Reporting of incentive plan compensation has changed significantly as well. In order to show what the board intended to award at the time equity-based options were granted, the new disclosure requires the issuer to provide the grant date fair value of options as well as the number of options granted. Issuers must now include an "Outstanding share-based awards and option-based awards" table describing equity-based compensation and detailing the number and value of share-based and option-based awards outstanding at the end of the applicable fiscal year.

Additional detail is now required regarding defined benefit pension plans and a new table has been provided for detailing the value of defined contribution plans. Issuers are also required to summarize director compensation in a table similar to that required for NEO compensation.

Finally, additional disclosure is also required with respect to change of control payment entitlements. Issuers must now describe the circumstances which trigger the payment of such benefits, estimate the value of benefits resulting from such triggers, and explain how payment and benefit levels are determined.

Compensation Discussion and Analysis (CD & A)

This new requirement, which replaces the Report on Executive Compensation, is meant to explain to investors how compensation is tied to executive performance and to describe and analyze the principles, underlying policies and decisions relating to executive compensation. Issuers must provide a plain-language description of the compensation package for each NEO to help investors more easily understand the details of executive compensation disclosed elsewhere in the report. The analysis should explain what the compensation program is designed to reward, each element of compensation, the rationale for each element, how the company determines the amount (and, where applicable, the formula) for each element, and how each element and the company's decisions regarding that element fit into the company's overall compensation objectives.
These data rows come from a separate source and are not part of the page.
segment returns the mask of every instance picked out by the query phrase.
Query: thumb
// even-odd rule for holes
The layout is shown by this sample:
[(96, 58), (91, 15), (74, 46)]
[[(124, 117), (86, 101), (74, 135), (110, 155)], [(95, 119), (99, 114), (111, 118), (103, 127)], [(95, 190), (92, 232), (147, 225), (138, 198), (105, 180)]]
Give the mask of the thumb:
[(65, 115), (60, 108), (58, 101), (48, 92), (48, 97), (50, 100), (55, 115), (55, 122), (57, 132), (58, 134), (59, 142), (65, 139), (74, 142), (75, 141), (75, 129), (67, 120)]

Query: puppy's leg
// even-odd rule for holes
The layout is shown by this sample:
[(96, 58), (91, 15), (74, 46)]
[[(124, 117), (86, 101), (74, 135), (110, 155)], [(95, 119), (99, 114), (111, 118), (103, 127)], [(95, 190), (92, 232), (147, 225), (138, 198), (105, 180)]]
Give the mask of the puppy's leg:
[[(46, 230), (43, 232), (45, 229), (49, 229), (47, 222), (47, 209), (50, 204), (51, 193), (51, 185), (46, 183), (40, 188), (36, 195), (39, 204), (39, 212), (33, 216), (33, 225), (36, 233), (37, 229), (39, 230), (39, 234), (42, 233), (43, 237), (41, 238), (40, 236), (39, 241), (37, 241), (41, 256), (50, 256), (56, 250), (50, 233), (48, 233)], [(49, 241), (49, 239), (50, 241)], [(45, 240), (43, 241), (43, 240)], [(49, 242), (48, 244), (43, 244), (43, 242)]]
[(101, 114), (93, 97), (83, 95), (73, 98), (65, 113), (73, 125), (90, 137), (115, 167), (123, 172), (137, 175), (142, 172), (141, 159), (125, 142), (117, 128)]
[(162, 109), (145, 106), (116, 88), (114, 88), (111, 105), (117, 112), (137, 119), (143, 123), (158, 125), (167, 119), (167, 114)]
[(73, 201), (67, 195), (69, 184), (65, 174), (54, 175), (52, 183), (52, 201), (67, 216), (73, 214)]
The issuer must also describe any applicable benchmarks or performance criteria used to determine pay. Certain performance factors, such as forward-looking targets, may be exempt from disclosure requirements if providing the information would seriously prejudice the company's interest.

Performance Graph

As previously required, issuers must provide a line graph comparing total shareholder return over the previous five years with a relevant benchmark index. The new rules however, also require a discussion explaining how the trend in executive compensation compares with the trend in shareholder return shown on the graph.

Special Issuers

As under the previous rules, companies reporting in the United States may generally meet disclosure requirements by providing the information required by the SEC. Venture issuers, on the other hand, are afforded fewer exemptions under the new rules. For example, venture issuers are now exempt only from the requirement to provide a performance graph and must include the applicable information required under other items.

The content of this article is intended to provide a general guide to the subject matter. Specialist advice should be sought about your specific circumstances.